When analyzing the expansion of the universe, astrophysicists imagined that the expansion could be rewinded, just like a film, and that this backward movement would show the collapse into a singularity. Together with the astronomical observations of the CMB radiation, they concluded that the universe had to be flat. But recent observations with better precision are showing a different picture. An anomaly in data from the best-ever measurement of the CMB is offering solid (although not yet conclusive) evidence that the universe is closed, and in order to be closed, it would curve gently on itself.
In order to understand the difference between both kind of flatness—that of a flat sheet kept strait, or a flat sheet bended—in both cases the surface seems flat at short distances, but at very long distances, the curvature of the second case will affect and manifest different effects. For instance, two photons could cross at some point when travelling along parallel trajectories. The topology or curvature of a surface plays a crucial role in all that exists within.
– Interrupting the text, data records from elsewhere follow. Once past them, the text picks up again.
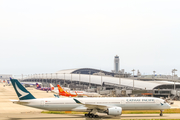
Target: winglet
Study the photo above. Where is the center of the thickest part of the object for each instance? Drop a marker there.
(77, 101)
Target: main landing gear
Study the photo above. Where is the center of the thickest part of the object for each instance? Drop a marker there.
(161, 114)
(91, 115)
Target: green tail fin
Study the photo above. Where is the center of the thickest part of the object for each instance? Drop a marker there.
(21, 92)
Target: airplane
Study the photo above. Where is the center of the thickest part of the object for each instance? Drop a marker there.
(44, 88)
(55, 89)
(64, 93)
(79, 93)
(29, 84)
(112, 105)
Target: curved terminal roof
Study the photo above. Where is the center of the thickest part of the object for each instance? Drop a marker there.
(83, 75)
(84, 71)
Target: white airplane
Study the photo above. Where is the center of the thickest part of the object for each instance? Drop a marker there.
(79, 93)
(111, 106)
(55, 89)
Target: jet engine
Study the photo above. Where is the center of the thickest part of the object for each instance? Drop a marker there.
(114, 111)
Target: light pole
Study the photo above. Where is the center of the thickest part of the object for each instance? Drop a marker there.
(56, 78)
(79, 78)
(154, 75)
(89, 78)
(173, 71)
(64, 79)
(119, 80)
(71, 78)
(133, 78)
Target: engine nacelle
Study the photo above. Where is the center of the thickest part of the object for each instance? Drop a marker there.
(114, 111)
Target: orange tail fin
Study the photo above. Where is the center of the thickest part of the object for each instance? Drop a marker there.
(60, 89)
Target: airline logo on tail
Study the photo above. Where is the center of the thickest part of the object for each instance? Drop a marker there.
(60, 89)
(22, 93)
(52, 87)
(37, 85)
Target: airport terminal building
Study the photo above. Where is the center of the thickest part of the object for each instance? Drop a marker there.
(103, 82)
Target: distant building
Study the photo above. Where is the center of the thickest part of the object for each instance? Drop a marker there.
(5, 76)
(116, 64)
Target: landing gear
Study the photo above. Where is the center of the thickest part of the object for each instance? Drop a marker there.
(90, 115)
(161, 114)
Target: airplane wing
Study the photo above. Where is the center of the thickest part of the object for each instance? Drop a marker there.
(19, 102)
(93, 106)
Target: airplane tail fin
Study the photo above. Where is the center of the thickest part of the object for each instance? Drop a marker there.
(21, 92)
(52, 87)
(60, 89)
(37, 85)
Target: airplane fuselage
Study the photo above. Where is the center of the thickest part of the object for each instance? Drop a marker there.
(126, 103)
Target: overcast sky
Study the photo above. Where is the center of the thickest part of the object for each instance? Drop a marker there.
(44, 36)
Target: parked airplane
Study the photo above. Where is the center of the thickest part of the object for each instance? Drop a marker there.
(55, 89)
(29, 84)
(64, 93)
(42, 88)
(79, 93)
(111, 105)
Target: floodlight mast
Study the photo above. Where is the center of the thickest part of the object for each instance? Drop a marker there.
(133, 78)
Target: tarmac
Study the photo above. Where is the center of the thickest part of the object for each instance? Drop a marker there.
(10, 111)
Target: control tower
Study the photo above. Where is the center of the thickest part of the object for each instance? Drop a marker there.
(116, 64)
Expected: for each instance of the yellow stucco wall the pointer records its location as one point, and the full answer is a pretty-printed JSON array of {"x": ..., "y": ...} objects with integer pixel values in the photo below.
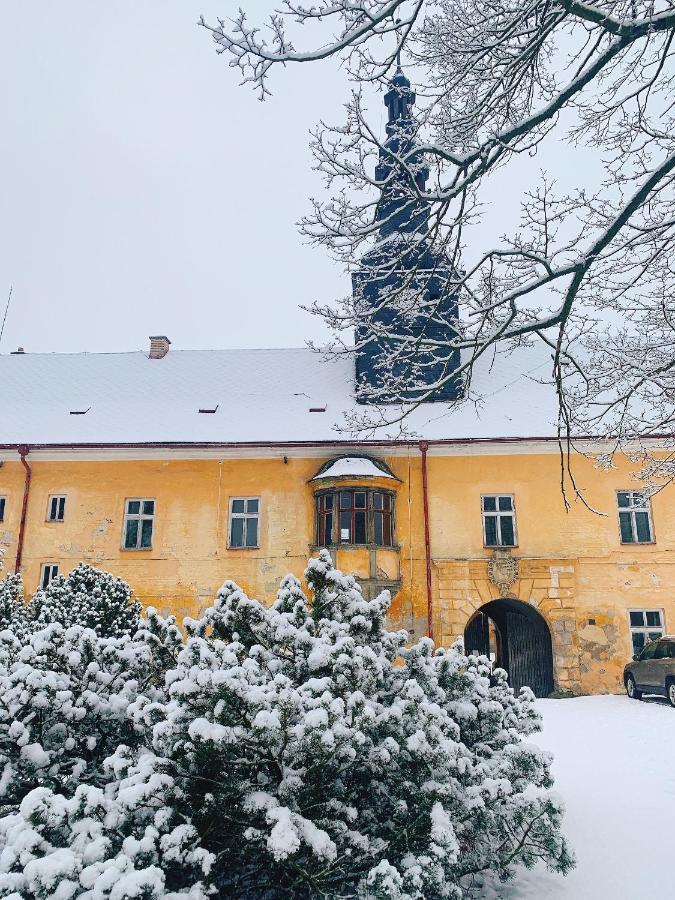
[{"x": 572, "y": 566}]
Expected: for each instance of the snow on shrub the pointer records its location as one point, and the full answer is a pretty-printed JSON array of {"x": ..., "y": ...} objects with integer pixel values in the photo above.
[
  {"x": 320, "y": 757},
  {"x": 297, "y": 751},
  {"x": 87, "y": 597},
  {"x": 121, "y": 841}
]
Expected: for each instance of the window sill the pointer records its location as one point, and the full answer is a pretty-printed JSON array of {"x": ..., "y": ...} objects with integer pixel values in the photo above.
[{"x": 315, "y": 547}]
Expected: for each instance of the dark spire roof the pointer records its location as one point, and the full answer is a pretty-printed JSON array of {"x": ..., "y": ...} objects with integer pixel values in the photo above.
[{"x": 399, "y": 210}]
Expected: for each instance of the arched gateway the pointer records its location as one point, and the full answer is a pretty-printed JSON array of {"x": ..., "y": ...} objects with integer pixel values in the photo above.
[{"x": 517, "y": 638}]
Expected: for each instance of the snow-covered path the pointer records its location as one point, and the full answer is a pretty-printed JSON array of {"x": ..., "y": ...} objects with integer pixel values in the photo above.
[{"x": 615, "y": 768}]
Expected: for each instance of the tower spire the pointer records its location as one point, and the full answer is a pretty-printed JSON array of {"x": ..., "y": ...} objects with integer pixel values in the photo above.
[{"x": 399, "y": 209}]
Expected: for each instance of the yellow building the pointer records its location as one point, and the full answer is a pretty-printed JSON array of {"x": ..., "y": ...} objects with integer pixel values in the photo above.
[{"x": 179, "y": 469}]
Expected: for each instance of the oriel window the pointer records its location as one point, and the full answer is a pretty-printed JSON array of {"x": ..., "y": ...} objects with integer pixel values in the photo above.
[
  {"x": 355, "y": 516},
  {"x": 139, "y": 521},
  {"x": 499, "y": 520}
]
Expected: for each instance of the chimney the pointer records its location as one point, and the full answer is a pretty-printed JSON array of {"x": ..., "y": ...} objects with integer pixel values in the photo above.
[{"x": 159, "y": 346}]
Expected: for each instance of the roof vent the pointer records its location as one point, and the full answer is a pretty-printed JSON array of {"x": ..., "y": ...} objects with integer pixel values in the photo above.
[{"x": 159, "y": 346}]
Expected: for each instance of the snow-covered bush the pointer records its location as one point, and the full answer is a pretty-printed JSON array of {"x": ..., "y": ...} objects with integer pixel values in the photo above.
[
  {"x": 87, "y": 597},
  {"x": 297, "y": 751},
  {"x": 121, "y": 841},
  {"x": 319, "y": 757},
  {"x": 12, "y": 605},
  {"x": 66, "y": 704}
]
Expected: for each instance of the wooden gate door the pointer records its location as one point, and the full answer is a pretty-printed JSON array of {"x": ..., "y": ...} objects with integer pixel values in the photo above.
[
  {"x": 530, "y": 656},
  {"x": 477, "y": 635}
]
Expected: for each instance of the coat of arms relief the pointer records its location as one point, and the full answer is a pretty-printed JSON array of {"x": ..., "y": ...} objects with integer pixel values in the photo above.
[{"x": 503, "y": 570}]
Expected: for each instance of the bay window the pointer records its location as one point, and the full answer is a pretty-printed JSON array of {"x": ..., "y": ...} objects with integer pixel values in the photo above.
[{"x": 355, "y": 516}]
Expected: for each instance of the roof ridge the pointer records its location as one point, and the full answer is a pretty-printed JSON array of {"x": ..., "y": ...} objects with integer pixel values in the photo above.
[{"x": 145, "y": 352}]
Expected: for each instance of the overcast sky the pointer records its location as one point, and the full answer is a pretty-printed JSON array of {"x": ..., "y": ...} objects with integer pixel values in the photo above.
[{"x": 143, "y": 191}]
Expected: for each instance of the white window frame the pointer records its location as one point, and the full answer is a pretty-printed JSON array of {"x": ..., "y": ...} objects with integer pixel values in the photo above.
[
  {"x": 497, "y": 513},
  {"x": 646, "y": 629},
  {"x": 48, "y": 571},
  {"x": 245, "y": 516},
  {"x": 60, "y": 501},
  {"x": 139, "y": 517},
  {"x": 631, "y": 510}
]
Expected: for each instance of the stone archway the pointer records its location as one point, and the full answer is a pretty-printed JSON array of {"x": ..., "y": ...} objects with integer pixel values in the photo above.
[{"x": 518, "y": 639}]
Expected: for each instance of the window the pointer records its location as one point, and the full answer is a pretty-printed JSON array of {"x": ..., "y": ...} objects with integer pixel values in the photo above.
[
  {"x": 382, "y": 509},
  {"x": 49, "y": 571},
  {"x": 56, "y": 509},
  {"x": 645, "y": 625},
  {"x": 139, "y": 519},
  {"x": 352, "y": 528},
  {"x": 355, "y": 516},
  {"x": 324, "y": 524},
  {"x": 635, "y": 520},
  {"x": 244, "y": 521},
  {"x": 499, "y": 520}
]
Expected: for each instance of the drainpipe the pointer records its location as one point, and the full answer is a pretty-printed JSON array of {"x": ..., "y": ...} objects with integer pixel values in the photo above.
[
  {"x": 24, "y": 449},
  {"x": 424, "y": 446}
]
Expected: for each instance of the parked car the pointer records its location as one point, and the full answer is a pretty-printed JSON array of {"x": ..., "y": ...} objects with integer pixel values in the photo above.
[{"x": 653, "y": 671}]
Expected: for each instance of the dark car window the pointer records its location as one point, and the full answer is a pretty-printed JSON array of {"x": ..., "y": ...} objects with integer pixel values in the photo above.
[
  {"x": 662, "y": 650},
  {"x": 649, "y": 651}
]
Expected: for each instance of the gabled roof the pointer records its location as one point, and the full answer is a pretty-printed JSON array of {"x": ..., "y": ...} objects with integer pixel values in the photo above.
[{"x": 259, "y": 396}]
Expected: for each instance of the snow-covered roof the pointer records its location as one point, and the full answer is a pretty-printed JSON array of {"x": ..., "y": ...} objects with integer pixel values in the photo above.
[
  {"x": 259, "y": 396},
  {"x": 353, "y": 467}
]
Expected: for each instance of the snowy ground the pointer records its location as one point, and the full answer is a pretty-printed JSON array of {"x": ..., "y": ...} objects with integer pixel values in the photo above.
[{"x": 615, "y": 768}]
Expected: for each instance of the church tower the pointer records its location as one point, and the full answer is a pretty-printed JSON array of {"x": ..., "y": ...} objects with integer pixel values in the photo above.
[{"x": 404, "y": 285}]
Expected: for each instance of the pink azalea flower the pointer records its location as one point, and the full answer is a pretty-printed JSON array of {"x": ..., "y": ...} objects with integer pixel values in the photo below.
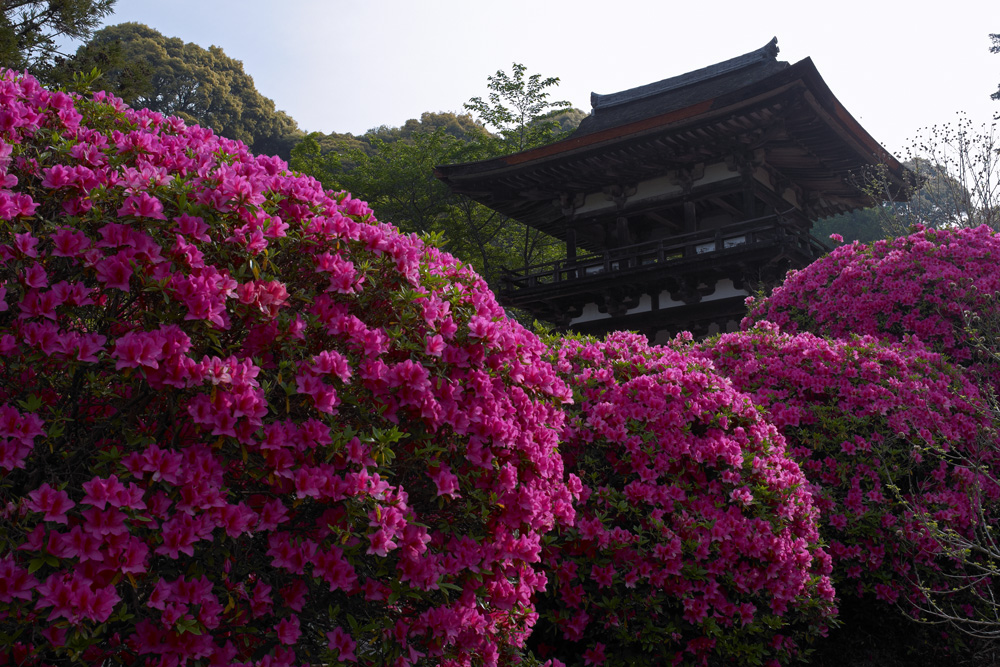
[
  {"x": 342, "y": 642},
  {"x": 53, "y": 503},
  {"x": 288, "y": 630}
]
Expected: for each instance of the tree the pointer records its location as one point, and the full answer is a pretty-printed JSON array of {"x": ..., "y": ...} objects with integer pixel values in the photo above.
[
  {"x": 202, "y": 86},
  {"x": 955, "y": 181},
  {"x": 995, "y": 48},
  {"x": 394, "y": 169},
  {"x": 30, "y": 30},
  {"x": 242, "y": 421},
  {"x": 516, "y": 109}
]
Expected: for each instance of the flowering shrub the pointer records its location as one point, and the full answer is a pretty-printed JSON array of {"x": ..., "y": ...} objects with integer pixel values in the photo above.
[
  {"x": 242, "y": 422},
  {"x": 885, "y": 435},
  {"x": 695, "y": 536},
  {"x": 918, "y": 285}
]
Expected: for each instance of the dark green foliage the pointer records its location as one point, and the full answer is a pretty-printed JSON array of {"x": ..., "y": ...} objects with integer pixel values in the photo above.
[
  {"x": 518, "y": 110},
  {"x": 30, "y": 29},
  {"x": 864, "y": 226},
  {"x": 995, "y": 38},
  {"x": 203, "y": 86}
]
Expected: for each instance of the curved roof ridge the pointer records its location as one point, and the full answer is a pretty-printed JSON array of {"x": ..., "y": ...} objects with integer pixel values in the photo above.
[{"x": 768, "y": 52}]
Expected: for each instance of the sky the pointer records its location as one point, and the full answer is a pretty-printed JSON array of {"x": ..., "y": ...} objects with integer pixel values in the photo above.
[{"x": 352, "y": 65}]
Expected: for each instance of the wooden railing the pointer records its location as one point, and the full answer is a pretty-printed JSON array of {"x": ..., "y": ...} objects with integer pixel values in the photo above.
[{"x": 634, "y": 258}]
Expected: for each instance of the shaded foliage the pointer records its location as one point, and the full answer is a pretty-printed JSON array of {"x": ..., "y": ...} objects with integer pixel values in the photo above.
[
  {"x": 204, "y": 86},
  {"x": 30, "y": 30}
]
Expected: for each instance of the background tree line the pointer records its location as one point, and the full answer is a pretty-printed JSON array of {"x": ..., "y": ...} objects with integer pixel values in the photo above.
[{"x": 956, "y": 166}]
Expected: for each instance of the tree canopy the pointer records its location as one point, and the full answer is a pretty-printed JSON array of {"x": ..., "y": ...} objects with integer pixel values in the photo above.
[
  {"x": 393, "y": 168},
  {"x": 30, "y": 30},
  {"x": 203, "y": 86}
]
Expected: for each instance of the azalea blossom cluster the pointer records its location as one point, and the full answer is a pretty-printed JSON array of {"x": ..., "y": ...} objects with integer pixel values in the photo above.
[
  {"x": 244, "y": 423},
  {"x": 695, "y": 538},
  {"x": 921, "y": 285},
  {"x": 888, "y": 436}
]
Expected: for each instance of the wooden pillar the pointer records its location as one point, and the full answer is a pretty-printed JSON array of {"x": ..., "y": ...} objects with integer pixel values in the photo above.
[
  {"x": 749, "y": 200},
  {"x": 570, "y": 244},
  {"x": 690, "y": 217},
  {"x": 621, "y": 230}
]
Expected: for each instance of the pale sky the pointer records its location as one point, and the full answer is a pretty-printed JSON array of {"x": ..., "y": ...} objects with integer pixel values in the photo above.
[{"x": 351, "y": 65}]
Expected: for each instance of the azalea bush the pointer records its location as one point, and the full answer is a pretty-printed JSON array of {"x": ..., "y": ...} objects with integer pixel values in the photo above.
[
  {"x": 892, "y": 441},
  {"x": 695, "y": 538},
  {"x": 921, "y": 285},
  {"x": 241, "y": 421}
]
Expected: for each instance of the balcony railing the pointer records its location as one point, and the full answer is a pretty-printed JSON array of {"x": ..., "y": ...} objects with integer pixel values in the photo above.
[{"x": 620, "y": 262}]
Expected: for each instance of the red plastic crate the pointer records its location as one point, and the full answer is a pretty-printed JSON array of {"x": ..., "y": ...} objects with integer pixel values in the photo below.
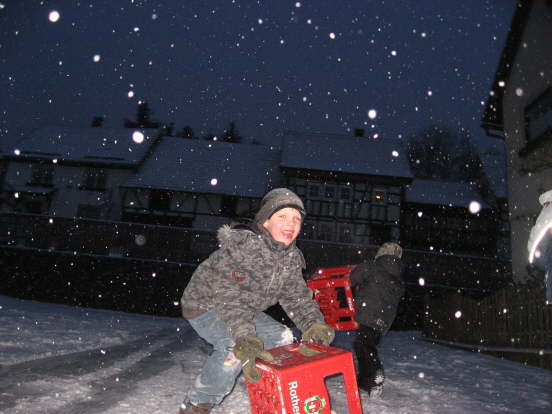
[
  {"x": 294, "y": 383},
  {"x": 338, "y": 310}
]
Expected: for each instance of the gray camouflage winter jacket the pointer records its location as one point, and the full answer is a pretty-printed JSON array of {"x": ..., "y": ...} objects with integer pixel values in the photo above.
[{"x": 247, "y": 274}]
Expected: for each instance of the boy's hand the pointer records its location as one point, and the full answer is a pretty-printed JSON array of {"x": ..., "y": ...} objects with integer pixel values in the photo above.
[
  {"x": 319, "y": 332},
  {"x": 247, "y": 349}
]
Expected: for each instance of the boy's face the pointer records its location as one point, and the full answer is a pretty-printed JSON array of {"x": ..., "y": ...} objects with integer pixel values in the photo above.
[{"x": 284, "y": 225}]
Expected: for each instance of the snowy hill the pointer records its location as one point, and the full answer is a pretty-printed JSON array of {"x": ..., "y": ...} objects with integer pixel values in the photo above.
[{"x": 57, "y": 359}]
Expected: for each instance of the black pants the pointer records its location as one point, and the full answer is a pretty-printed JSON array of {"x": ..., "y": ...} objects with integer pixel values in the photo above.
[{"x": 366, "y": 351}]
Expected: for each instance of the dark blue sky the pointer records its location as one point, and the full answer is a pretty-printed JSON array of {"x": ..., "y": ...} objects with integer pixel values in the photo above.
[{"x": 315, "y": 65}]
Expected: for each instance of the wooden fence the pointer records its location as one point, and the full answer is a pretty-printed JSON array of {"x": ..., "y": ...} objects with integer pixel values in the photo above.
[{"x": 514, "y": 322}]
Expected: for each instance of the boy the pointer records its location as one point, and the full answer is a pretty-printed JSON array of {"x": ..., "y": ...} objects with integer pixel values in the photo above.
[
  {"x": 256, "y": 266},
  {"x": 378, "y": 287}
]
As most of the calculations are done considering a flat universe, huge amounts of recalculations would have to be done in order to fine tune the physics concerned. And it seems to be necessary, as according to the latest data, there’s significantly more gravitational lensing of the CMB than expected, and this could be explained by inserting a positive curvature for the universe instead of a flat one.
Results were drawn upon data coming from a 2018 release of the Planck experiment—a European Space Agency (ESA) experiment to map the CMB in more detail—and they were published in Nature Astronomy this month.
RSF in Perspective
The image appearing in the book Gravitation, where the universe is depicted as a balloon which is being inflated and by doing so the galaxies on the surface of the balloon would separate from each other progressively, could be closer to our reality than expected. That being the case, then in Nassim Haramein’s view, the pertinent question is, “Who is the guy inflating the balloon?” If for all action there is an equal and opposite reaction, then where is the force equivalent to the lungs of the guy blowing the balloon? Haramein’s holographic theory shows that mass and forces emerge from the quantum vacuum or vacuum fluctuations, giving an elegant and simple answer to that question. Additionally, when including torque and Coriolis forces in Einstein’s Field Equations, Nassim Haramein obtains a modified and corrected topology for the universe, depicted as a double torus, which is a double “loop back on itself” configuration. The double torus configuration is crucial to understanding the dynamics of the universe as a feedback-feedforward mechanism! The results presented in this article head in the direction of Haramein’s model of the universe.